Defense lawyers rail about unfair prosecutions. Flynn's case shows why.

Danny Cevallos

The Justice Department is moving to drop its own criminal charges against Michael Flynn, President Donald Trump's former national security adviser, after "a considered review of all the facts and circumstances of this case, including newly discovered and disclosed information."

It’s long been the view of the criminal defense bar that law enforcement can be aggressive.

Sometimes federal agents are criticized for "creating" a crime instead of investigating one. Sting operations are examples of crimes that are a consequence of law enforcement actions. Agents create a fictional crime to trick a suspect into attempting to join that crime, thereby creating the crime.

Similarly, Flynn’s crime of lying to government agents was the consequence of the government agents' investigation of Flynn. If there was no crime before Flynn's interview, then there's little reason to interview Flynn as part of a criminal investigation, unless the agents were looking to create a crime.

Criminal defense attorneys have long complained that, while these are sanctioned law enforcement techniques, they don't feel very fair.

Probably no one in the criminal defense bar ever expected the Justice Department to take their side on this point. But that's what the DOJ did in the Flynn case.

In a blockbuster motion to dismiss the charges against Flynn, Timothy Shea, the interim U.S. Attorney for the District of Columbia, the government describes "aggressive" agents who appear less focused on investigating already-committed crimes than on getting someone "to lie, so we can prosecute him or get him fired."
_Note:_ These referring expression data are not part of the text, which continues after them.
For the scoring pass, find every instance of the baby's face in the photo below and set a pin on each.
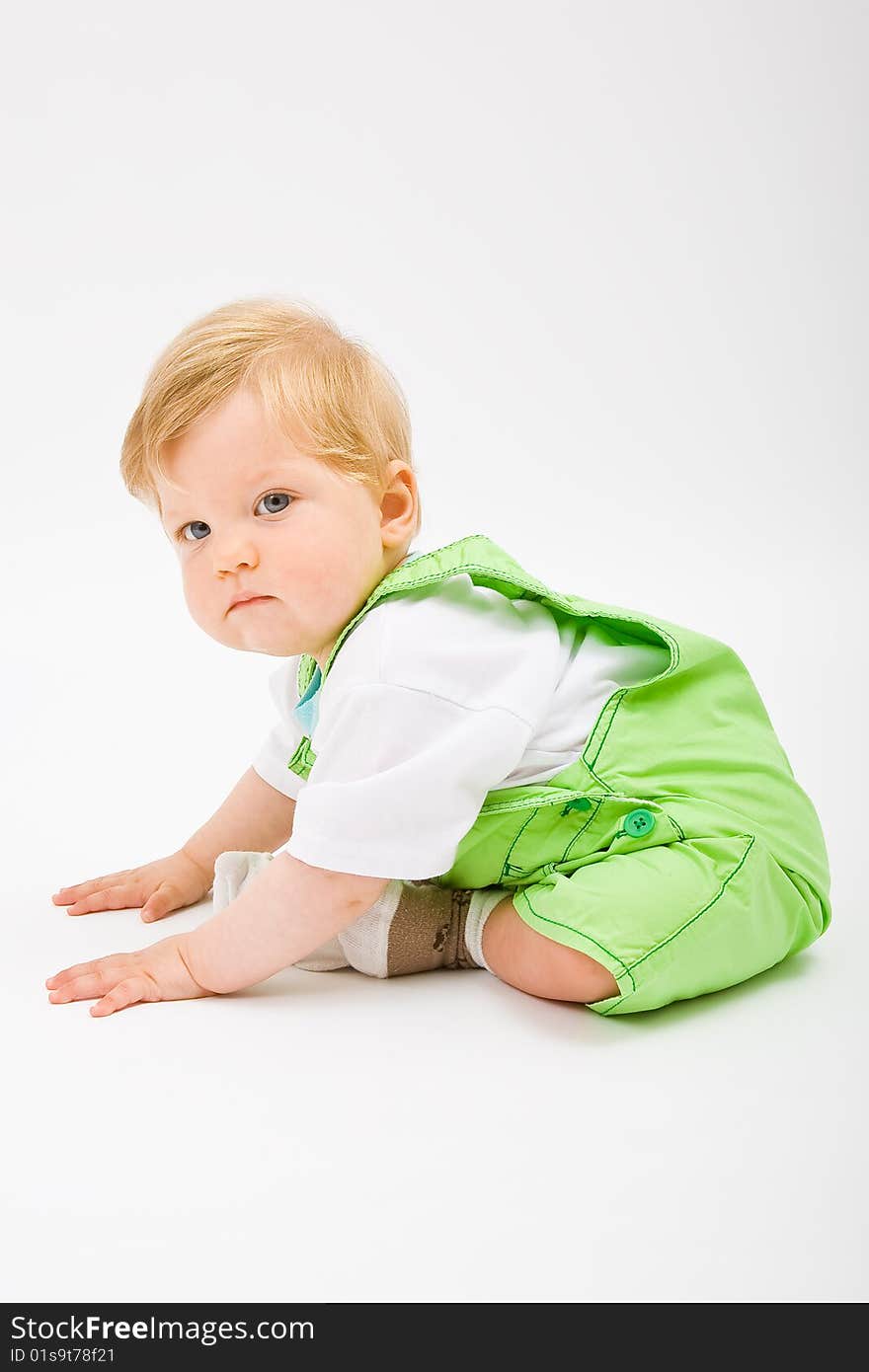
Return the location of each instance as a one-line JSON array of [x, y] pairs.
[[260, 517]]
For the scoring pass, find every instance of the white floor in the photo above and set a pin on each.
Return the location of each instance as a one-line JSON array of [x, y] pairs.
[[436, 1138]]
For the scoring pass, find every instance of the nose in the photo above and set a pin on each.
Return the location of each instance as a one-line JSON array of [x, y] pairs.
[[231, 549]]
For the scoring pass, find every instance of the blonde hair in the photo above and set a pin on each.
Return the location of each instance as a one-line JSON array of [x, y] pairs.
[[327, 391]]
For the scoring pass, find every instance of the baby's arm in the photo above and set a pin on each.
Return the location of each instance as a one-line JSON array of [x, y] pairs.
[[281, 914], [253, 816]]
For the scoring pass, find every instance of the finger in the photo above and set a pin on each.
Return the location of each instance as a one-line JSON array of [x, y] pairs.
[[127, 992], [112, 897], [159, 904], [81, 967], [87, 987], [85, 888]]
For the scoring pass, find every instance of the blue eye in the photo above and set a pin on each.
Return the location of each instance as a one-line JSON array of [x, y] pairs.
[[275, 495], [197, 524]]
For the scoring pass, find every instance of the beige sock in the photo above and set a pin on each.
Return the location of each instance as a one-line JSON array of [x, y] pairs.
[[419, 926]]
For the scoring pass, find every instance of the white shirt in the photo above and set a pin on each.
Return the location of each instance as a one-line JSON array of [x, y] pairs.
[[436, 697]]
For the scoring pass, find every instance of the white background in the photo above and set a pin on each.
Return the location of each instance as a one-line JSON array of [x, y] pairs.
[[615, 257]]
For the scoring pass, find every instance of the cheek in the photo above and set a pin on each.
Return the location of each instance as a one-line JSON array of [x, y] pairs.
[[194, 591]]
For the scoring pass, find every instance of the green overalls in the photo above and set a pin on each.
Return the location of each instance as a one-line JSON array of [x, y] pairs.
[[678, 850]]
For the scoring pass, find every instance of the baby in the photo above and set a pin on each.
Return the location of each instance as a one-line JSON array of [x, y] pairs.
[[468, 769]]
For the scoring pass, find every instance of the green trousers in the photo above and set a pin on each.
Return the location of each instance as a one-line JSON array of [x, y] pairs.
[[678, 850]]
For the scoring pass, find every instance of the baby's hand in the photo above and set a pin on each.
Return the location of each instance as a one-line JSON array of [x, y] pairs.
[[158, 888], [155, 973]]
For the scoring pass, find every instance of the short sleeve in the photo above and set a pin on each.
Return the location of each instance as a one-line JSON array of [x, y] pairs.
[[400, 778], [284, 737]]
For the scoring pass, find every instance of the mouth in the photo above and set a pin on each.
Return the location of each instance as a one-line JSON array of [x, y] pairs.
[[254, 600]]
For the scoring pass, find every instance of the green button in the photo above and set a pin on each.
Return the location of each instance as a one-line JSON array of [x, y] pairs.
[[639, 822]]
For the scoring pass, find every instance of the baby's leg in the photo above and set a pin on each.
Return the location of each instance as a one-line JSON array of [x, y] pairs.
[[528, 960]]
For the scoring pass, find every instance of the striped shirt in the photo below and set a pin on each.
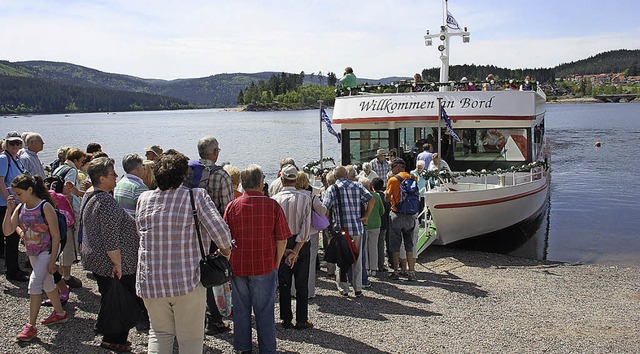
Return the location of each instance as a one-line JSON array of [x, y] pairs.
[[382, 168], [128, 191], [169, 255], [352, 197], [32, 163], [297, 209], [256, 222], [217, 183]]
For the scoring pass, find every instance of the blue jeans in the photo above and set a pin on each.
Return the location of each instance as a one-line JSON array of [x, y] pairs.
[[363, 251], [259, 293]]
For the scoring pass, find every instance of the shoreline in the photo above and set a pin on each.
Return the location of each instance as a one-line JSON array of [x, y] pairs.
[[564, 100], [463, 301]]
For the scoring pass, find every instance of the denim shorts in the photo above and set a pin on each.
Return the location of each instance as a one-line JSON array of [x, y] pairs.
[[401, 228]]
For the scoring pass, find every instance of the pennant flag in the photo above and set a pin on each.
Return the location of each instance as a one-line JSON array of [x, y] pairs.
[[451, 22], [447, 122], [327, 121]]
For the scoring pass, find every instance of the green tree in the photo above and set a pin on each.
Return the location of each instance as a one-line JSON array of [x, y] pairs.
[[240, 99], [331, 79]]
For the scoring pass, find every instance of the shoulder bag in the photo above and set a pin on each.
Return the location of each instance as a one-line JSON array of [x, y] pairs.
[[319, 222], [214, 268]]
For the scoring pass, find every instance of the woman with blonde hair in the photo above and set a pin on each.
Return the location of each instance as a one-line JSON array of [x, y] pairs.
[[302, 185], [148, 178]]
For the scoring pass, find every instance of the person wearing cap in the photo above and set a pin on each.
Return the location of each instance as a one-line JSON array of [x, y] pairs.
[[297, 210], [130, 186], [93, 148], [276, 184], [349, 79], [219, 186], [29, 157], [152, 152], [401, 225], [381, 165], [10, 167], [346, 213], [426, 154]]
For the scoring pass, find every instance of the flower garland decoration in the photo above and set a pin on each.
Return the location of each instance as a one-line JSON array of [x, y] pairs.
[[312, 168], [448, 175]]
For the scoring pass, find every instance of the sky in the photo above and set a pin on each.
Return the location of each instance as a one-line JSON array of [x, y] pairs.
[[197, 38]]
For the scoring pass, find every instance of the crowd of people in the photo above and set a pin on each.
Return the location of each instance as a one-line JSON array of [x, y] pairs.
[[139, 230]]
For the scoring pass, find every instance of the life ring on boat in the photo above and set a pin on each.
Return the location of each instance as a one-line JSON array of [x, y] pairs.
[[495, 138]]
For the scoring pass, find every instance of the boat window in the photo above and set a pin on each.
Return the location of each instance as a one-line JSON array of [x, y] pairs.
[[491, 145], [363, 144]]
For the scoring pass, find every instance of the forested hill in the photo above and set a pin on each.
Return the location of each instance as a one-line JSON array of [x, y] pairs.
[[58, 85], [24, 95], [616, 61]]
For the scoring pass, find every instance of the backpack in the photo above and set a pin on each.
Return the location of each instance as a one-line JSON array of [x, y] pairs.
[[62, 226], [409, 196], [55, 182]]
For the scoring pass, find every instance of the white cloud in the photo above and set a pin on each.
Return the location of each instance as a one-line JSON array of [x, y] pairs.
[[193, 38]]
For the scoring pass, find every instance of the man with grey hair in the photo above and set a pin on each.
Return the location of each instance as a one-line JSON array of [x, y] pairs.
[[29, 157], [276, 186], [380, 164], [297, 209], [352, 174], [260, 231], [344, 201], [217, 182], [130, 186]]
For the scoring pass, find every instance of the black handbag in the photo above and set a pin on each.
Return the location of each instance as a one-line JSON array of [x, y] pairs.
[[214, 268]]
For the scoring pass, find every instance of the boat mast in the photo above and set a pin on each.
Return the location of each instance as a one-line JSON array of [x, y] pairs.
[[445, 36]]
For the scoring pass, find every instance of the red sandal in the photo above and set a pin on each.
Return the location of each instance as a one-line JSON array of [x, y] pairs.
[[120, 348]]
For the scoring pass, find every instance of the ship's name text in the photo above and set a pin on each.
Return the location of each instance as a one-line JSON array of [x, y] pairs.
[[389, 106]]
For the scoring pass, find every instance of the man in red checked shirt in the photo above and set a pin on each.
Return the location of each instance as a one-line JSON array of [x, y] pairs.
[[260, 231]]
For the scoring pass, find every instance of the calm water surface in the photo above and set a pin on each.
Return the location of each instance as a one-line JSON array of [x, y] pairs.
[[594, 209]]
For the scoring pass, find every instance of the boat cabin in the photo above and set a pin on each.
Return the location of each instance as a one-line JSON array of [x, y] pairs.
[[496, 129]]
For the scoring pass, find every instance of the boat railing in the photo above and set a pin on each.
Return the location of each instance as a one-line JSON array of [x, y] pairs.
[[485, 182]]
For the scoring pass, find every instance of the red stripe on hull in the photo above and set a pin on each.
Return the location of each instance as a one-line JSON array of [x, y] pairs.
[[419, 118], [490, 201]]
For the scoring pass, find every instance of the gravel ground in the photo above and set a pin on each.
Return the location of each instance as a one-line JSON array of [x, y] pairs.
[[463, 301]]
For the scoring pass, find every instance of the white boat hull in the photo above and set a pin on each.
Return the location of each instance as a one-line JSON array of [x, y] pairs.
[[471, 210]]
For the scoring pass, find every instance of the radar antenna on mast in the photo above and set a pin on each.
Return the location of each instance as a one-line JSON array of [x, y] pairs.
[[448, 23]]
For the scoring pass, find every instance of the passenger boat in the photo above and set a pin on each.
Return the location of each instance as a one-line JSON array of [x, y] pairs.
[[500, 165]]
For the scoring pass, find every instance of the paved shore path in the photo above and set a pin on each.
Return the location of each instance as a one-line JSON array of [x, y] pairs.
[[463, 302]]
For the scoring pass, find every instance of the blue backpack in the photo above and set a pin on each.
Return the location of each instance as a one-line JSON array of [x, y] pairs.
[[409, 196]]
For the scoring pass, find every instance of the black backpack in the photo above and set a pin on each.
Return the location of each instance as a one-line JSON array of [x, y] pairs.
[[409, 196], [55, 182]]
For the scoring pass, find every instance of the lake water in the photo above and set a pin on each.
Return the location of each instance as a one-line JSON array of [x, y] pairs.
[[594, 209]]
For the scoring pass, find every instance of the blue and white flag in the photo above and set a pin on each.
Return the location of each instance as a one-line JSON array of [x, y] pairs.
[[327, 121], [451, 22], [447, 122]]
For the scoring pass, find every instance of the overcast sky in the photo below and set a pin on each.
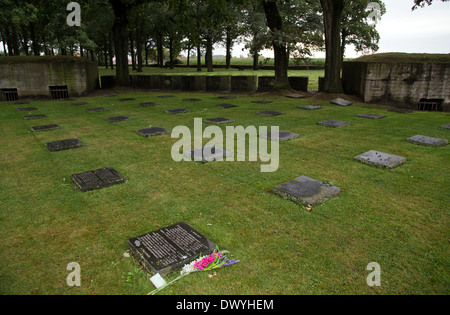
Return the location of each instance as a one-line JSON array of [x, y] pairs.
[[425, 30]]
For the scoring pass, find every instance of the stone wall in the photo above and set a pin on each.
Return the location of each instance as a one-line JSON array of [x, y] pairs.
[[32, 76], [398, 82]]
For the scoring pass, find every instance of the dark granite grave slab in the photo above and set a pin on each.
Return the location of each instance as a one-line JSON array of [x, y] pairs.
[[262, 102], [280, 136], [96, 110], [334, 123], [226, 106], [177, 111], [341, 102], [148, 104], [32, 117], [270, 113], [218, 121], [118, 119], [428, 141], [169, 249], [61, 145], [310, 107], [381, 159], [97, 179], [206, 154], [26, 109], [400, 110], [153, 131], [371, 116], [307, 191], [45, 128]]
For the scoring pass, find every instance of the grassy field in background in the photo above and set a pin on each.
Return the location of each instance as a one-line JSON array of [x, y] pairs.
[[397, 218]]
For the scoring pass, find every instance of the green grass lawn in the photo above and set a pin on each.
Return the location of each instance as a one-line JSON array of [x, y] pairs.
[[312, 74], [397, 218]]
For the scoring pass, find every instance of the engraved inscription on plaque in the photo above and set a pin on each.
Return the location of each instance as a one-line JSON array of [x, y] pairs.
[[170, 248]]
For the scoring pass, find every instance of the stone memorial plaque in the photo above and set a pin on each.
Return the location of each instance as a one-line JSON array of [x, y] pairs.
[[280, 136], [371, 116], [118, 119], [169, 249], [226, 106], [428, 141], [218, 121], [206, 154], [270, 113], [32, 117], [96, 110], [177, 111], [61, 145], [341, 102], [147, 104], [262, 102], [311, 107], [334, 123], [153, 131], [26, 109], [400, 110], [97, 179], [381, 159], [307, 191], [295, 96], [45, 128]]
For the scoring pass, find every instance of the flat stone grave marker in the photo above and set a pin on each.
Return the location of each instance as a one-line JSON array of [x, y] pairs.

On the one hand, DOJ supervisors should be encouraged to review the investigative techniques and charging decisions of agents and line prosecutors. On the other hand, for those thousands of prisoners hoping the boss of the prosecutor who convicted them will take a second look at their case — they should forget it. Statistically, almost no other defendants get the "Michael Flynn treatment" by a U.S. Attorney or anyone at the Justice Department, especially after the defendant has already pleaded guilty and is awaiting sentencing.

Another disturbing reality emerges from the U.S. Attorney's motion. On Jan. 24, 2017, government agents went to Flynn's office to interview him and that interview resulted in the charges against him. Flynn was formally charged some 10 months later, on Nov. 30, 2017 and he pleaded guilty days after, on Dec. 1, 2017.

Years later, in 2020, just-revealed internal investigative documents provided the basis for the DOJ's turnaround and its motion to dismiss.

If Flynn had been sentenced already, or if his new lawyers hadn't fought relentlessly for information about internal decision-making, or if the higher-ups at the DOJ hadn't intervened, or if this wasn't the former national security adviser, would any of this exculpatory evidence have ever come to light?

The answer is no. And that's the way it is for the overwhelming majority of defendants you've never heard of.

Most prisoners never get a glimpse at the inner-workings of the agency that prosecuted them and sent them to prison. Defendants are not entitled to this kind of discovery in run-of-the-mill federal criminal cases. Defendants are not entitled to disclosure of the agents' personal text messages, revelations about their personal and romantic lives and the handwritten notes of counterintelligence chiefs. Not even close.

There is no general constitutional right to discovery in a criminal case.

Reports, memoranda and other internal government documents created by a government agent in connection with the investigation or prosecution of the case are immune from discovery. Defendants are not entitled to conduct wholesale reviews of the government's investigations. To comply with due process, the government need only disclose all material or potentially exculpatory evidence before the trial ends.

In other words, government agents are entrusted with determining what in their files should be turned over to the defendant. But the information leading to the DOJ to move to dismiss Flynn's case didn't even surface until years after he pleaded guilty, and largely because his attorneys fought for it even after he was convicted.

The Flynn dismissal motion is the government exercising its authority to correct prosecutorial failing. If that authority is only exercised for the politically connected defendants then it is just an illusory tool of justice.

Danny Cevallos is an MSNBC legal analyst who practices in the areas of personal injury, wrongful conviction and criminal defense in Pennsylvania, New York and the U.S. Virgin Islands.